Some furs and feathers have work to do. They don’t just live with humans.
Goats are premier weed-whackers. They also love it when we toss them the weeds we have pulled up. (we won’t mention the young trees they also eat...)(or the bizarre fact that they ate the hair off the mini-horse's tail when they shared pasture)
Bunnies like it too.
Angora goats also have soft, spinnable wool. And baby Angora goats are so fuzzy!
This Angora bunny gives wool too.
The boy goats have also learned to be pack animals for hiking. They like hiking because it means they get to nibble anything they find, and climb hills.
A flock of foraging turkeys can really cut down the earwig problem.
Of course there are always openings for apprentice rodent control engineers.
Hens are supposed to lay eggs for sale. Of course, they don’t agree on the reason for laying eggs. This was the winner of the hide-the-eggs contest, with fifteen peeps hatched.
Sometimes hens share setting duties in a single nest box. Then when the chicks hatch, all the hens try to mother all the chicks. It gets a little confusing.

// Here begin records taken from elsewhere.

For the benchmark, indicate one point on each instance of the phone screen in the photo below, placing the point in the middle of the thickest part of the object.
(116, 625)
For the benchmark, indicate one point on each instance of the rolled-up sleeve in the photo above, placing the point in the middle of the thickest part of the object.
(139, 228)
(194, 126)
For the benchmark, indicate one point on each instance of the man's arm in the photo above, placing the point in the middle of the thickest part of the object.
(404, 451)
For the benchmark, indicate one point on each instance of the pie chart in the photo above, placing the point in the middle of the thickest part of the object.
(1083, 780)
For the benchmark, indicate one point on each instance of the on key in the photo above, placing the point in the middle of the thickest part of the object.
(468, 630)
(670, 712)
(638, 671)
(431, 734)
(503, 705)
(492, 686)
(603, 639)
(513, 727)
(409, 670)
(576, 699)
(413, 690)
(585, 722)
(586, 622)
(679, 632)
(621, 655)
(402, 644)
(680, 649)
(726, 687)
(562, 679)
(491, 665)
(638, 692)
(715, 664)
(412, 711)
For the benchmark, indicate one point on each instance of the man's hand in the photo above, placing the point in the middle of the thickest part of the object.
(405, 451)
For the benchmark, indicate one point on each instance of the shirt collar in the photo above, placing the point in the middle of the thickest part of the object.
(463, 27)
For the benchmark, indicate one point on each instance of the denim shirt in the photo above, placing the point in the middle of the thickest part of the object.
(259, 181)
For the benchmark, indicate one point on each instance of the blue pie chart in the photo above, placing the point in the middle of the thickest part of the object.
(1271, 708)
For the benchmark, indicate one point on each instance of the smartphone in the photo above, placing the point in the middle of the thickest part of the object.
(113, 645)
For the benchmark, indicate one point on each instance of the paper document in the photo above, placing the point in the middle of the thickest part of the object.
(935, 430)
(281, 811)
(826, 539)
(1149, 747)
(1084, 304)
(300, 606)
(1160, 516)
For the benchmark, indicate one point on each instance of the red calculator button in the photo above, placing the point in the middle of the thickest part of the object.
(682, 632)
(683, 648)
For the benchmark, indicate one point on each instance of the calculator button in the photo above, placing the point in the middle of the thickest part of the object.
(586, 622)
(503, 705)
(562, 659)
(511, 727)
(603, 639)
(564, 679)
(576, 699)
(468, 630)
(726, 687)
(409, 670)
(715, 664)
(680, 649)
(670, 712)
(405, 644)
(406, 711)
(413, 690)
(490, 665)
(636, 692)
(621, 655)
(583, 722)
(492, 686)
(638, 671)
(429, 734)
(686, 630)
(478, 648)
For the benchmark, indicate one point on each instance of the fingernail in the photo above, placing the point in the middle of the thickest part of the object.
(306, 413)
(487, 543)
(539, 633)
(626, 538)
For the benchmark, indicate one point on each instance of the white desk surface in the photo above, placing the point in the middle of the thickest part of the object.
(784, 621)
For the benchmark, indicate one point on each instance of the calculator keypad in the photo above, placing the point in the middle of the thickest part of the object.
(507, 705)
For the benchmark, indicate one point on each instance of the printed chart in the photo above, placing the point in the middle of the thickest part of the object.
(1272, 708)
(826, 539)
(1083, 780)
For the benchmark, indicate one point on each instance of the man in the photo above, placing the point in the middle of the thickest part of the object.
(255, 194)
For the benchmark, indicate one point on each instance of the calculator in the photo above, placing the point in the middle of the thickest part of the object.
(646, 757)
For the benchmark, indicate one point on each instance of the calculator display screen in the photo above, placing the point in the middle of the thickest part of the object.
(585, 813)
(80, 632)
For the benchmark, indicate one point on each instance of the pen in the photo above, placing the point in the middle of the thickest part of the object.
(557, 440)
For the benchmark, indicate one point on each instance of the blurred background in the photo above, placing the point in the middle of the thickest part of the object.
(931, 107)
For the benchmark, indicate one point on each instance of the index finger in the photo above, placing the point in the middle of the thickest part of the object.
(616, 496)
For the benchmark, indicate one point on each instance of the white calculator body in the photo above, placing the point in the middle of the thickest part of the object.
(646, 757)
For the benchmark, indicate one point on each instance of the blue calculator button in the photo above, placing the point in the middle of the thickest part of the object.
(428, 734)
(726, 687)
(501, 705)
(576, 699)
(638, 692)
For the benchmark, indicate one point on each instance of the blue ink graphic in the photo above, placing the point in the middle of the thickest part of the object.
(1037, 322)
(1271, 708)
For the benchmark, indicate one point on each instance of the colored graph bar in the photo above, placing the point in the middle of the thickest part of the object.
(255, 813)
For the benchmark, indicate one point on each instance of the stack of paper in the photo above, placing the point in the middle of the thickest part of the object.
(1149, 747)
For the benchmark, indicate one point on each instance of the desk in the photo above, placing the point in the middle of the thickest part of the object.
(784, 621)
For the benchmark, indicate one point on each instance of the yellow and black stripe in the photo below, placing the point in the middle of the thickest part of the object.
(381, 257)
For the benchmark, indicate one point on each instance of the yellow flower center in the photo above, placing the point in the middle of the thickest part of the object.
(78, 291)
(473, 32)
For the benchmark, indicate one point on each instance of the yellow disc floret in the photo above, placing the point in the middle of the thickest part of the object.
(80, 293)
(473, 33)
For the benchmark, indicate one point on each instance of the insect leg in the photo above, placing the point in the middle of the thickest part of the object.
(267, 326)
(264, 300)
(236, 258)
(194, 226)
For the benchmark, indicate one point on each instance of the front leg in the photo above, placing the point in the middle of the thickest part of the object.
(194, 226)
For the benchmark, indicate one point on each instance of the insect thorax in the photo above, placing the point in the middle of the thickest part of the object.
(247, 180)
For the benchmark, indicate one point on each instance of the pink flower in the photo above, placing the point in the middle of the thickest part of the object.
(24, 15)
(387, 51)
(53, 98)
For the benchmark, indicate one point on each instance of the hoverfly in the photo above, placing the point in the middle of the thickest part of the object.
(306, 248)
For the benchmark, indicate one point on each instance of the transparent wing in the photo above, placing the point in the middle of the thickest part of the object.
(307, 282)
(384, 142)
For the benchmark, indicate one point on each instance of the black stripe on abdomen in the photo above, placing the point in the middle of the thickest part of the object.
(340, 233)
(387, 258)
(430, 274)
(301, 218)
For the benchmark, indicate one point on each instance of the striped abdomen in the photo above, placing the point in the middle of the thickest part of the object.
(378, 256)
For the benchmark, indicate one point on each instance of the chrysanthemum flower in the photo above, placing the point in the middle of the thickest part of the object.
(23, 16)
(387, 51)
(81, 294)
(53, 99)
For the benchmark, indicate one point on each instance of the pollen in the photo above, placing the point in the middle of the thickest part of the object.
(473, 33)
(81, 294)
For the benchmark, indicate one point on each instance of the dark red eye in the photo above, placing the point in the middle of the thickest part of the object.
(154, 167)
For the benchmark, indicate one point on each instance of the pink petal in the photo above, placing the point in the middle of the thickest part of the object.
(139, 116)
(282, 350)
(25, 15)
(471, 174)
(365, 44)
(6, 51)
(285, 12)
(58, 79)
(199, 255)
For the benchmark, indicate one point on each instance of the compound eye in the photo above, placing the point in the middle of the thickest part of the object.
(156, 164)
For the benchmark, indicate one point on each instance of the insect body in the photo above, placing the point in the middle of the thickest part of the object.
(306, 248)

In cold weather, ducks and chickens are playing off different scripts. Ducks are out in the snow, and any time a human is visible, they are playing Oliver, shouting, “Food, Glorious FOOD!”
Whereas, in the worst of the cold, the hens were hunkered down in the deep straw in the coop doing My Fair Lady: “warm beak, warm wings, warm feet, oh wouldn’t it be loverly”
Sometimes animal moms abandon their babies. Then humans have to help out with warmth and food.
Babycakes the lamb came over to be lamb-sat for a few days. His mama only wanted one lamb, not twins.
and baby bunny found a friend and a snuggly spot.
Sometimes we have guests for lunch.
But most of those seeds are saved for the chickens in the winter, when they need fat to stay warm.